Local hikers can now walk from Fisher Creek near Sylva to Waterrock Knob on the Blue Ridge Parkway via a clearly marked trail.

A formal agreement with the parkway that will allow Sylva's Pinnacle Park Trail Foundation to use a trail across the scenic highway as part of Pinnacle's trail system is expected to be in place soon, said Sylva attorney Jay Coward, chairman of the Pinnacle Foundation.

Hikers bound for Waterrock Knob can follow the purple and gold markings from Pinnacle Park's parking lot on Fisher Creek Road up the east prong of Fisher Creek, across Black Rock and on to Waterrock, Coward said. Informational signs that list Waterrock Knob as a potential hiking destination will not be placed in Pinnacle's parking area until the formal agreement is signed, he said.

After leaving Pinnacle Park, which was established by the town of Sylva on property used for years to supply municipal drinking water, the trail to Waterrock crosses the 1,500-acre Krauss/Stansbury tract purchased in 1997 by the Nature Conservancy. One reason the Nature Conservancy pursued the tract is that it links Sylva's park with the parkway.

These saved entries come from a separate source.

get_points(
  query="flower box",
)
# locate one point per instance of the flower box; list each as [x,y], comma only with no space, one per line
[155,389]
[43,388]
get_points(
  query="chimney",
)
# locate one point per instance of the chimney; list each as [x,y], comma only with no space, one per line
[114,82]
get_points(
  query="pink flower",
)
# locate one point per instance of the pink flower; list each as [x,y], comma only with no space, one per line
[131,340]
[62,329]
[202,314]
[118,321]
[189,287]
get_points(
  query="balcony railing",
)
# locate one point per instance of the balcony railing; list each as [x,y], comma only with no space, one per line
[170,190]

Negotiations are proceeding between the Nature Conservancy and the U.S. Park Service that would allow the conservation group to donate the Krauss/Stansbury tract to the park service as an addition to the Blue Ridge Parkway, Coward said. The result would make Pinnacle Park adjacent to the parkway, he said.

A handicapped accessible trail at the park is virtually complete, Coward told members of Sylva's town board last Thursday (Dec. 14). A map of the accessible trail, drawn by Western Carolina University students under the direction of Professor Ginny Peterson, is now available and will be displayed at the Pinnacle parking area, Coward said. The trail group plans a workday on some of the higher trail sections Dec. 30 and 31, Coward said, and will try to flag a new trail to Black Rock.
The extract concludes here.